NLP - Named Entity Recognition
Preface
As you already know, with the help of PoS tagging and parsing techniques, you can determine the relationship between the words in a sentence. Now, the next step of understanding the text is Named Entity Recognition (NER).
Consider the following two representations of the given sentence:
‘John bought 300 shares of Apple in 2006’
Representation 1: John[NOUN] bought 300 shares of Apple[NOUN] in 2006[NUMBER]
Representation 2: John[PERSON] bought 300 shares of Apple[ORGANISATION] in 2006[DATE]
As you can see, Representation 1 has tagged the words ‘John’ and ‘Apple’ as nouns and ‘2006’ as a number.
On the other hand, Representation 2 indicates the entity of the words like ‘John’ is tagged as ‘PERSON’ and ‘Apple’ as ‘ORGANISATION’, which provides information about the entities present in the sentence. This output can be achieved by using NER techniques. Essentially, with the help of NER, you will be able to find what the word is referring to like ‘John’ is a person and ‘Apple’ is an organisation.
Named Entity Recognition
Named Entity Recognition (NER) enables you to easily identify the key elements in a piece of text, such as a person’s name, locations, brands, monetary values, dates and so on.

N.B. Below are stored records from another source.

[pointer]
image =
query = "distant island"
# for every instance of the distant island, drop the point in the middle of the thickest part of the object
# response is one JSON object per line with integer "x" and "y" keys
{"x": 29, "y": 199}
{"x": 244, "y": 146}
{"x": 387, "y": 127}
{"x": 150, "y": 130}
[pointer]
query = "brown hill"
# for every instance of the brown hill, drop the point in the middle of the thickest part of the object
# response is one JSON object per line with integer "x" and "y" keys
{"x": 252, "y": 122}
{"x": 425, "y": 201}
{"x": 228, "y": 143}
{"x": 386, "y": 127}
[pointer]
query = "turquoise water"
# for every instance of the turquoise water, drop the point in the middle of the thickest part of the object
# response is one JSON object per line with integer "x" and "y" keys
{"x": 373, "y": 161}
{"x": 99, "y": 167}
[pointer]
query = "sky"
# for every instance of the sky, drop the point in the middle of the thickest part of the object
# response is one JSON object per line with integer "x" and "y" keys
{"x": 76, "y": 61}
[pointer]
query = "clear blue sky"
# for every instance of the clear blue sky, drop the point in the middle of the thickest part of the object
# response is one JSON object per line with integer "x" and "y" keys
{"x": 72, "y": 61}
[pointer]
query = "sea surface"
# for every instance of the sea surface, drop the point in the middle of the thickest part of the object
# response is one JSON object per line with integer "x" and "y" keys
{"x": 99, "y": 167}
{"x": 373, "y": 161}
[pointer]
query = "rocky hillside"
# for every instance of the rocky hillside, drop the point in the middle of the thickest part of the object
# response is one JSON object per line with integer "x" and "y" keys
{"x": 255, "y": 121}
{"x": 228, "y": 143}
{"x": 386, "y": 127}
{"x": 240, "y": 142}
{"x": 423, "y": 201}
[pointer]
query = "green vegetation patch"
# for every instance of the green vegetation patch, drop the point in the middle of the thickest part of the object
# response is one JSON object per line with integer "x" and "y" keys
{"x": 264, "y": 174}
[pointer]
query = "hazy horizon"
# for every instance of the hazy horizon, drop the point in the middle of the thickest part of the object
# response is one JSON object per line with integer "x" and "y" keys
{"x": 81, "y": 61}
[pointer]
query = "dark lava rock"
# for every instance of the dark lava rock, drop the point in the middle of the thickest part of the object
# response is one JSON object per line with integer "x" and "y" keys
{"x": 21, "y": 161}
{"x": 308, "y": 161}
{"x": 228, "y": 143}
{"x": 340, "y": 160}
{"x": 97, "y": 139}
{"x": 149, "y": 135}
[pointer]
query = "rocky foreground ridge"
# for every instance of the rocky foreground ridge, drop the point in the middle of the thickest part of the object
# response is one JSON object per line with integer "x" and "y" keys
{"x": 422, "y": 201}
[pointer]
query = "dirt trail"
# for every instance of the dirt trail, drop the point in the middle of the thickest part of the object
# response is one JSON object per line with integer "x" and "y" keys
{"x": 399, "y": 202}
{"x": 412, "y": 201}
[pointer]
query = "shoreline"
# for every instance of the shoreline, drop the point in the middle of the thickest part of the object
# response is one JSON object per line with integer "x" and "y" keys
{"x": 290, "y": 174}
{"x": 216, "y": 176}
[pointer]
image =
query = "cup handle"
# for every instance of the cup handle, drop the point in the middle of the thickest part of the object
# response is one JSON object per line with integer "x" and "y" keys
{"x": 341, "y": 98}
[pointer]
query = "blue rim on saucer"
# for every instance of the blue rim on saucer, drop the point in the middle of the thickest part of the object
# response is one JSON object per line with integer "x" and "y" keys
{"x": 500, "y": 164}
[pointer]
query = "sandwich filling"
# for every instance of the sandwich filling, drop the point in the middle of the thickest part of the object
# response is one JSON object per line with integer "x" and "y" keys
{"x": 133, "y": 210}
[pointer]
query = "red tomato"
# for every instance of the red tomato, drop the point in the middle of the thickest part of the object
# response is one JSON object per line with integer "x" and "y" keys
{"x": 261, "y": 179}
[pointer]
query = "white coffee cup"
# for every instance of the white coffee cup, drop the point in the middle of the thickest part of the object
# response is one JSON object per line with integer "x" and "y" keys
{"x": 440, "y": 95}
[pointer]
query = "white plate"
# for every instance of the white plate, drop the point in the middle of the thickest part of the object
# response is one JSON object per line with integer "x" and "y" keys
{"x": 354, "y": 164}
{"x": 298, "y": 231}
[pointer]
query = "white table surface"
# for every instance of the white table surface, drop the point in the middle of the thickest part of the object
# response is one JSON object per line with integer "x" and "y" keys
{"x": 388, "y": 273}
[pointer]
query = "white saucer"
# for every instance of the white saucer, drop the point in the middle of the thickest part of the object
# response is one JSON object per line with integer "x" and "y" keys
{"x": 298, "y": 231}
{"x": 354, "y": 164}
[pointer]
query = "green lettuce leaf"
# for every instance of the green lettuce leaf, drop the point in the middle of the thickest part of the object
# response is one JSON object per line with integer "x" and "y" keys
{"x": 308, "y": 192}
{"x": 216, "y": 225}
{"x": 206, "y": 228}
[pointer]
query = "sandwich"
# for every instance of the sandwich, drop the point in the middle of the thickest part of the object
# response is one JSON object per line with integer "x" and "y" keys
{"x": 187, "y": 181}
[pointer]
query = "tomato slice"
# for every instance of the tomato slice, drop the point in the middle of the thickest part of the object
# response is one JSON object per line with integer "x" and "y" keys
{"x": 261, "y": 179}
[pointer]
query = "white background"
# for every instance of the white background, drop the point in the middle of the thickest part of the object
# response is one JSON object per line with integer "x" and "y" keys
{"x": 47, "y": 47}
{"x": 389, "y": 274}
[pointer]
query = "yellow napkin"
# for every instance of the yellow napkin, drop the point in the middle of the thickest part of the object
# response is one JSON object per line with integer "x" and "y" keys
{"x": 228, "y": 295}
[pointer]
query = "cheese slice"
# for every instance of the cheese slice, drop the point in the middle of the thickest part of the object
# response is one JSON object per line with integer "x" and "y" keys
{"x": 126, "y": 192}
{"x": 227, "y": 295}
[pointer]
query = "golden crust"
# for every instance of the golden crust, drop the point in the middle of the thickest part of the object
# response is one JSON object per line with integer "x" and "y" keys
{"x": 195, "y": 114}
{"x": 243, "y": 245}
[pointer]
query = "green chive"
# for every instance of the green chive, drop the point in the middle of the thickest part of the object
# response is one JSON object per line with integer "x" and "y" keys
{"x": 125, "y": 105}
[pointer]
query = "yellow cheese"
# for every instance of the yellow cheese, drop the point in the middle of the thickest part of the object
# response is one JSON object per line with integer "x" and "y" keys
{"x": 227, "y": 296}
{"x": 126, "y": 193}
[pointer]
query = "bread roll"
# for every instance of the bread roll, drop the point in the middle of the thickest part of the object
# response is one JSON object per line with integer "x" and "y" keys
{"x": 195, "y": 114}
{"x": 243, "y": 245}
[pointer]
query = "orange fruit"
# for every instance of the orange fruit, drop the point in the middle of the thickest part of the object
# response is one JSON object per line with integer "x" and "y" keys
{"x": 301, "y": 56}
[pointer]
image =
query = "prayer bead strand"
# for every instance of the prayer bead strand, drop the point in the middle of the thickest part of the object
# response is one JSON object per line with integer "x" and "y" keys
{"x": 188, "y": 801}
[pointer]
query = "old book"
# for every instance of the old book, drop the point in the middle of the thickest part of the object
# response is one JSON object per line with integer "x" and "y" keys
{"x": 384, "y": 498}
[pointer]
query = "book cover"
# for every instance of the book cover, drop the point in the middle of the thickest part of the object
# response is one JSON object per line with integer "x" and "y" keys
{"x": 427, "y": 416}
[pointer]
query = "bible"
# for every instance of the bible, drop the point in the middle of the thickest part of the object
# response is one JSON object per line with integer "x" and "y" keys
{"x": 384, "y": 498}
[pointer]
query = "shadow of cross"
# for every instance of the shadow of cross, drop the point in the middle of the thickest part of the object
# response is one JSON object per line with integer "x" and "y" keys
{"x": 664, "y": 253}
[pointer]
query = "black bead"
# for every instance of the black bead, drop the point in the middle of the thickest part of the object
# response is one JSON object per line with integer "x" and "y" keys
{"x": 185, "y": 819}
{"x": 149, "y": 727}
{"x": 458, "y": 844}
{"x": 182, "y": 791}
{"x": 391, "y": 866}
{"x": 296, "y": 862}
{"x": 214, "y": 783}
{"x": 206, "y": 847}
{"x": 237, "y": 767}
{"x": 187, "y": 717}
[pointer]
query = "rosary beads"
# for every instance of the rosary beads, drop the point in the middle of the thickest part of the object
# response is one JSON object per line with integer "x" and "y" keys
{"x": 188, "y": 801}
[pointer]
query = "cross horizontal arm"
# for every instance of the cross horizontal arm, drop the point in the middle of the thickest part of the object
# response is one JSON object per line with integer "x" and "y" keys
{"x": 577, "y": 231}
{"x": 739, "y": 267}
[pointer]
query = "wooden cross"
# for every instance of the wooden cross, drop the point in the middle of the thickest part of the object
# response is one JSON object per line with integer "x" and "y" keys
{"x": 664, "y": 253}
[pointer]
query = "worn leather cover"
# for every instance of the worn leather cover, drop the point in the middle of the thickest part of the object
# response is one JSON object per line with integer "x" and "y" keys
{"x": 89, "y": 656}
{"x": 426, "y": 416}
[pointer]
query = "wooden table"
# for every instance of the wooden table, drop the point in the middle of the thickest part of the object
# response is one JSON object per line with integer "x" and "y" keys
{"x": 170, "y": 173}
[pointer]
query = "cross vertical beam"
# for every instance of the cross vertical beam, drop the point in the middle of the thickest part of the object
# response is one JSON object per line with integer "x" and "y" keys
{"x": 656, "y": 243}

NER techniques are applied in various fields such as search engine, chatbot and mainly in entity extraction in the long texts such as reviews, books, blogs and comments.
Some example sentences with their named-entity recognition are as follows:
Note that GPE is short for the geopolitical entity, ORG is short for organisation and PER is short for a person.
-
S: ‘Why is Australia burning?’
- NER: ‘Why is Australia[GPE] burning?’
-
S: ‘UK exits EU’
- NER: ‘UK[GPE] exits EU[ORG]’
-
S: ‘Joe Biden intends to create easier immigration systems to dismantle Trump's legacy’
- NER: ‘Joe Biden[PER] intends to create easier immigration systems to dismantle Trump's[PER] legacy’
-
S: ‘First quarter GDP contracts by 23.9%’
- NER: ‘First quarter[DATE] GDP contracts by 23.9%[PERCENT]’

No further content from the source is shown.